Oil and gas need not be a curse, they can provide a lifeline for previously poor countries
Posted Saturday, September 5 2015 at 21:43
- When policymakers, donors, technical partners, and private companies work together to develop the necessary policies and support smart planning and rigorous management, entire nations can benefit from expanded opportunity and growth.
This month, President Jakaya Kikwete of Tanzania took a major step toward ensuring his country’s fiscal and economic stability by signing legislation that will help ensure revenue from Tanzania’s natural gas discoveries bring socioeconomic progress for Tanzanian citizens.
These recent gas discoveries have the potential to bring in as much as $1.4 billion per year to Tanzania — more than 10 per cent of current government revenues — within the next decade.
The new revenues could help provide basic needs for citizens such as improved primary healthcare and access to quality education.
The next step for the Tanzanian government will be to develop detailed regulations and procedures to implement the new laws. The new administration will face tough policy decisions on how to manage and allocate resources in a responsible way and in accordance with the laws.
Maintaining a focus on human development goals, transparency and ensuring public awareness and debate with key stakeholders and citizens will be crucial.
A new study by the African Development Bank and the Bill & Melinda Gates Foundation shows that despite recent drops in commodity prices, revenues from recently discovered oil, gas, and mineral reserves in countries such as Ghana, Liberia, Mozambique, Sierra Leone, Tanzania, and Uganda could add between 9 per cent and 31 per cent to those governments’ revenues.
The report, which will be launched in Dar es Salaam soon, also provides updated projections on the timing and magnitude of these natural resource revenues and guidance on how to effectively direct them toward strengthening health, education, and other social services and supporting long-term economic growth.
In Ghana, for example, an estimated one-third of the country’s combined health and education needs over the next decade could be funded from recent oil discoveries.

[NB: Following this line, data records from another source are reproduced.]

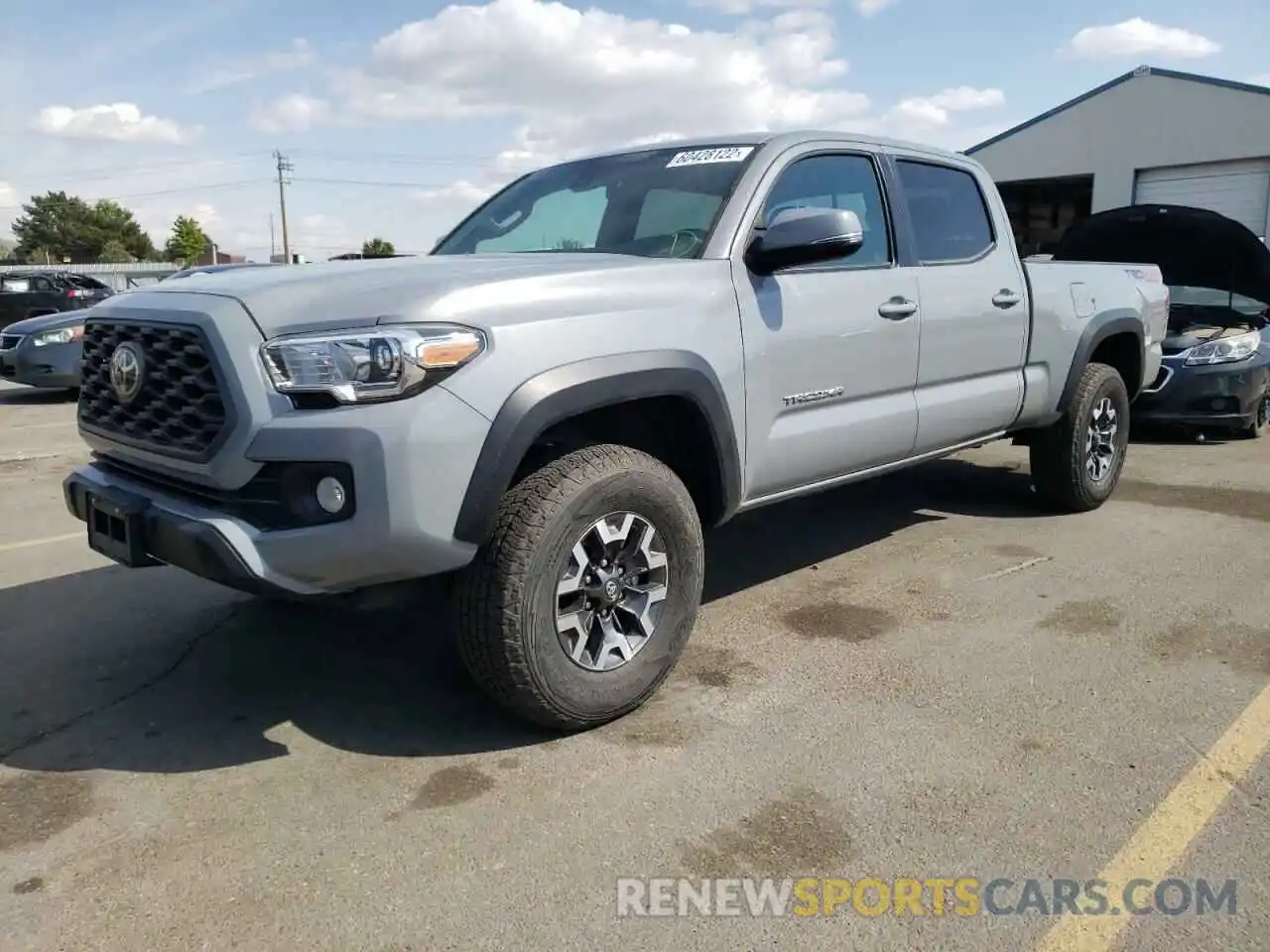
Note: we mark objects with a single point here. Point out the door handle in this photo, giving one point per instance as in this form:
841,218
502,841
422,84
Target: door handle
897,308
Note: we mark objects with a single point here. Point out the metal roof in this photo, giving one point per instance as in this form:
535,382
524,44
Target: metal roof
1112,84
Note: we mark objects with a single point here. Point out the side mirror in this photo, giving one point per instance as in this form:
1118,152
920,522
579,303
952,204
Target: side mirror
806,236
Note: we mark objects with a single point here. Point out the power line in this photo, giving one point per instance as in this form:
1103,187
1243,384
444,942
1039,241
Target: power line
367,181
284,167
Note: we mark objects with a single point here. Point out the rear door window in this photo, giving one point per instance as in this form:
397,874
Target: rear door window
948,209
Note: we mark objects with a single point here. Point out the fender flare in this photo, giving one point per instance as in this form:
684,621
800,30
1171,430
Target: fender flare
578,388
1098,329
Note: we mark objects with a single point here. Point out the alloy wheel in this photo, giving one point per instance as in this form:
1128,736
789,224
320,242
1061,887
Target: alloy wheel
611,592
1100,439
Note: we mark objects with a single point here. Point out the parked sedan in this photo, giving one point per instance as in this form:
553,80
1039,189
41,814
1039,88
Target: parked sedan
44,352
1215,371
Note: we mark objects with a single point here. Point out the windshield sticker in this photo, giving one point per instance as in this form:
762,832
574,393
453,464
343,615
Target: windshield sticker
703,157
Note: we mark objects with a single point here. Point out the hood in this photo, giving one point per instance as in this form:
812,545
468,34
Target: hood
49,321
1192,246
480,290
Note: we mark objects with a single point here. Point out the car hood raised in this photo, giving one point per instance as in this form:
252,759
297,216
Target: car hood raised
48,321
483,291
1192,246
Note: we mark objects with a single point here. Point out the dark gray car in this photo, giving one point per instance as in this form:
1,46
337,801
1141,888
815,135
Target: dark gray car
44,352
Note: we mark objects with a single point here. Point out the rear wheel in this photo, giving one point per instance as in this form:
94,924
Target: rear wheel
580,604
1076,463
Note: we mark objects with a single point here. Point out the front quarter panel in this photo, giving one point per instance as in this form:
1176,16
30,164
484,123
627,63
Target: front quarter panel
668,318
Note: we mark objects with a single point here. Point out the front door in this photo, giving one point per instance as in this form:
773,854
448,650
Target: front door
830,349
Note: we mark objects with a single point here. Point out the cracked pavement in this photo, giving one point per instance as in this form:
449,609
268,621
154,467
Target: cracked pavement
913,676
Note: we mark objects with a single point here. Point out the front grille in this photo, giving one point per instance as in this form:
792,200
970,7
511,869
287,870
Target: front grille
180,411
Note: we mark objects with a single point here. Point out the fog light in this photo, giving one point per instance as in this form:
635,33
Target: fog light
330,494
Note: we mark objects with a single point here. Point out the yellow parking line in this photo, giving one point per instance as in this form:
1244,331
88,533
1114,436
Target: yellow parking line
46,540
1162,839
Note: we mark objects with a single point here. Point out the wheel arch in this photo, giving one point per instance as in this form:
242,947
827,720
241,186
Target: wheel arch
1114,338
571,393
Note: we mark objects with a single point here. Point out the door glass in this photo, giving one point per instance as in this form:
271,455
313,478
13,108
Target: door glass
847,181
951,217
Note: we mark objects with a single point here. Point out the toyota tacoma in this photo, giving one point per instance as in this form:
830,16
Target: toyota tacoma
601,361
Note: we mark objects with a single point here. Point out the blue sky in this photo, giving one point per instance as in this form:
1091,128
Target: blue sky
399,116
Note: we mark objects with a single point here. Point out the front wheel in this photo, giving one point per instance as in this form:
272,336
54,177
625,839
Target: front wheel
580,604
1261,420
1076,463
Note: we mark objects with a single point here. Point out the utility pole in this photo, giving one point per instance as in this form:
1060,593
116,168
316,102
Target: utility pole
284,168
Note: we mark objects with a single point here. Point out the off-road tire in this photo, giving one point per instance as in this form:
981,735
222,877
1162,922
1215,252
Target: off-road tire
506,599
1058,452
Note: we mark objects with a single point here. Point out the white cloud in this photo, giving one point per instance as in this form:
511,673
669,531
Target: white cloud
298,56
527,61
1138,37
291,113
871,8
114,122
915,116
456,194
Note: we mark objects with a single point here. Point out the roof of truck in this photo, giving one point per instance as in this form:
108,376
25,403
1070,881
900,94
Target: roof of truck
783,139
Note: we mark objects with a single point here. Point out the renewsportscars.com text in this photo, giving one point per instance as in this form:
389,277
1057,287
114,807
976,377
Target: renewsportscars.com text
960,896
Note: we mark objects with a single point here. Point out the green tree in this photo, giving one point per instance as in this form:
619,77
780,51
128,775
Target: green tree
66,226
187,240
116,253
377,248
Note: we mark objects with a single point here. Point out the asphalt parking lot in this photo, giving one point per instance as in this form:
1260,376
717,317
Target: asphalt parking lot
917,676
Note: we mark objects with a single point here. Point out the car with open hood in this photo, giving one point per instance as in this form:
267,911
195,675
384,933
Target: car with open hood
1215,368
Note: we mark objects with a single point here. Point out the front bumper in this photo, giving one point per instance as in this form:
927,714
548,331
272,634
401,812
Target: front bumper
54,366
411,460
1223,395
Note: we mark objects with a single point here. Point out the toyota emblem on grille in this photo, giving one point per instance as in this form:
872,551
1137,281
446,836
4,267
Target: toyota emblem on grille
127,372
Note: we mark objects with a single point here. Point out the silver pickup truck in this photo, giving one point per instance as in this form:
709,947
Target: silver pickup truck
599,361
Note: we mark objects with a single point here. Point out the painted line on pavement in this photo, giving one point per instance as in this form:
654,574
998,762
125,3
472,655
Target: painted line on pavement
1161,841
46,540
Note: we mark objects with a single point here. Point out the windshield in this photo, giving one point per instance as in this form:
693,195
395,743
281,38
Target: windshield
658,203
1210,298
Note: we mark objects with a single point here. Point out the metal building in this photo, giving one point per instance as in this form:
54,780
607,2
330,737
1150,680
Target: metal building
1150,136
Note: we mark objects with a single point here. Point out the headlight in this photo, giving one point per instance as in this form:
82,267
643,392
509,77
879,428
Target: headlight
372,365
63,335
1225,349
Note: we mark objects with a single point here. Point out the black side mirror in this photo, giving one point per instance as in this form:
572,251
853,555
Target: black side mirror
806,236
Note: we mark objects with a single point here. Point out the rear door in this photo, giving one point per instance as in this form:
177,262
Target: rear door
974,303
830,349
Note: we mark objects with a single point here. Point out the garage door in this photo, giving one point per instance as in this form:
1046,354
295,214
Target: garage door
1238,190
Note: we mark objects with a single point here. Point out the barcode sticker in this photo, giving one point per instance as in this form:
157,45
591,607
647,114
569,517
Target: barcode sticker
703,157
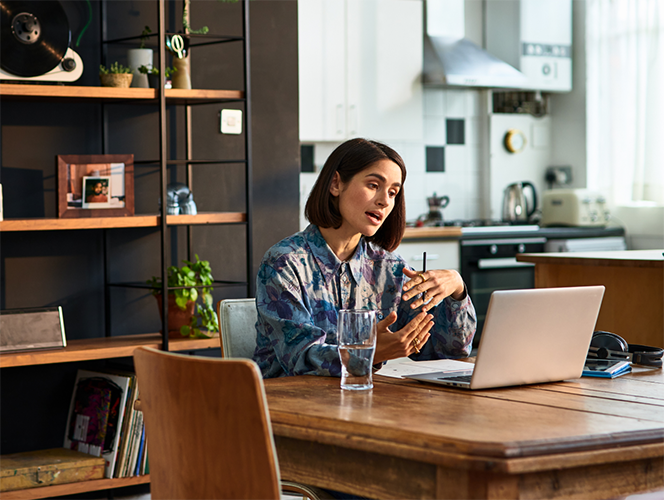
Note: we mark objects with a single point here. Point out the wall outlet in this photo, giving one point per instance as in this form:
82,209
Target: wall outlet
231,121
558,176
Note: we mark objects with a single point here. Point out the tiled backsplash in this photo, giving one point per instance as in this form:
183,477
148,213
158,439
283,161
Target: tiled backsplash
476,166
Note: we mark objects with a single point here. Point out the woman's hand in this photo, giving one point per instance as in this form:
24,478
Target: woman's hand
404,342
434,285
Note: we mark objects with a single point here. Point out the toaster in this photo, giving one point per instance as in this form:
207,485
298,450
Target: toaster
574,207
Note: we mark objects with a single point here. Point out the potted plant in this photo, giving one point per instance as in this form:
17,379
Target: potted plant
141,56
152,74
116,75
182,301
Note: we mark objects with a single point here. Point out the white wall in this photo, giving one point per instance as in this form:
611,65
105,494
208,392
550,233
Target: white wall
568,110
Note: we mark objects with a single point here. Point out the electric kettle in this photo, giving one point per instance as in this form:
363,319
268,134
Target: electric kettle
515,203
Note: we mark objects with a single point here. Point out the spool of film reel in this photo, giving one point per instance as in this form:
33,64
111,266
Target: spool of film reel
34,36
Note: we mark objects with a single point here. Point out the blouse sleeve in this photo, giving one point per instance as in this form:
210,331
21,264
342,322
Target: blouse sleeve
287,333
455,322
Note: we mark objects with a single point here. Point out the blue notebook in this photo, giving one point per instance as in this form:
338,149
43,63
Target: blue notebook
606,368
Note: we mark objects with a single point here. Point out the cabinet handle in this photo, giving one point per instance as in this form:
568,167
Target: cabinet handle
352,119
340,118
502,263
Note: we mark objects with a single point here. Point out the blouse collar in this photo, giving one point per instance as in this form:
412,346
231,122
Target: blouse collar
327,261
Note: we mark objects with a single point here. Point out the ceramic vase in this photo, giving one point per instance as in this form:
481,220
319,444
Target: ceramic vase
116,80
137,58
182,77
177,318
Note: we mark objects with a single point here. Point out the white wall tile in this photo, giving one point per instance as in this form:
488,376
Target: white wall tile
456,159
433,102
434,131
455,103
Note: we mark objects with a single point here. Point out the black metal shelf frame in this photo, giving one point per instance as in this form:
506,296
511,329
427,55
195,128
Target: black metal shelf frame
189,161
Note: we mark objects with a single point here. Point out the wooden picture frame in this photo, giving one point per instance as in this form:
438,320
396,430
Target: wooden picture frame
71,169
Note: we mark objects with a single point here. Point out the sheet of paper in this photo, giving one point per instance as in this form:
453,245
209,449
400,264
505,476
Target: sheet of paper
398,368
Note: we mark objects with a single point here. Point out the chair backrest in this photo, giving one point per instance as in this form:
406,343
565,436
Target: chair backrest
237,320
207,427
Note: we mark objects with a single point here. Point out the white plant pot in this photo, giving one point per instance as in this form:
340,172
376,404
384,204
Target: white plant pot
135,59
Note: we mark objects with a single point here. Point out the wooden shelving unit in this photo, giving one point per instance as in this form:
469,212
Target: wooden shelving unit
122,346
121,222
62,93
73,488
104,348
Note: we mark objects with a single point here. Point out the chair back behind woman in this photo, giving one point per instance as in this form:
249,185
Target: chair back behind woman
207,427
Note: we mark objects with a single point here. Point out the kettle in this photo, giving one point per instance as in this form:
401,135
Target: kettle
515,204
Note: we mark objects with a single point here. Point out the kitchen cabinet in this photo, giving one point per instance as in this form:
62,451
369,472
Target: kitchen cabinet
101,249
359,69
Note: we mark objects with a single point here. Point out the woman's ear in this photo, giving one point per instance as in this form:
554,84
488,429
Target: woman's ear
335,185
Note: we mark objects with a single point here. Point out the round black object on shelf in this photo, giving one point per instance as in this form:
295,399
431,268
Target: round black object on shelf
34,35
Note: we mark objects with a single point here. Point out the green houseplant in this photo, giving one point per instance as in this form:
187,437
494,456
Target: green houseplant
153,75
116,75
189,278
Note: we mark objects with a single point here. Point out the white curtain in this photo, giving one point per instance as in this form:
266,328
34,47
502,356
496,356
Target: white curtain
625,99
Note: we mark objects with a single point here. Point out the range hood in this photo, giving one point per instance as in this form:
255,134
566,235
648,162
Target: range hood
451,59
458,62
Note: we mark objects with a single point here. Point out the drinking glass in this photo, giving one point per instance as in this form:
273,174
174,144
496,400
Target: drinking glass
357,345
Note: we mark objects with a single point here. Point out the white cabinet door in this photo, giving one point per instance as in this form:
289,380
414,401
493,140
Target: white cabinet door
360,63
322,69
440,254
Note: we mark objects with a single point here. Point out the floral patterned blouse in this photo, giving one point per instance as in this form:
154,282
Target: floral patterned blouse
301,285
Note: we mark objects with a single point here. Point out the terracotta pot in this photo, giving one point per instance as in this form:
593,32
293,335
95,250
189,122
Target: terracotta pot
176,316
116,80
182,76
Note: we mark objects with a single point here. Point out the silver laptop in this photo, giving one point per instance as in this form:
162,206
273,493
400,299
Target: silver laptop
530,336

In Liberia, Mozambique, and Sierra Leone, revenues from recent natural resource discoveries could meet half of health funding needs. The potential opportunities in Tanzania and Uganda are also significant.
In this context, African leaders have a valuable opportunity to work with the private sector and civil society to develop long-term plans that link new natural resource revenues with human development goals.
Such plans should be anchored in realistic expectations about the timing and magnitude of new revenues and avoid borrowing against future earnings — a tactic that could easily backfire due to the volatility of oil and gas prices.
At the same time, African countries need to devote resources to prepare for the global transition from fossil fuels to fight climate change. This process is of particular urgency for Sub-Saharan Africa, a region that combines large reserves of oil and gas with a high risk of suffering from large-scale disruptions in temperature and rainfall.
The release of the AfDB–Gates Foundation report and the signing of the new legislation in Tanzania have come at a pivotal moment.
This month, global leaders from nearly 200 countries will meet at the United Nations in New York to adopt the UN Sustainable Development Goals (SDGs).
A central issue for this 15-year global anti-poverty and development agenda is how African countries will help provide the financing needed to meet the basic needs of their people. New natural resource revenues could be a meaningful source of this funding — if they are effectively and responsibly managed.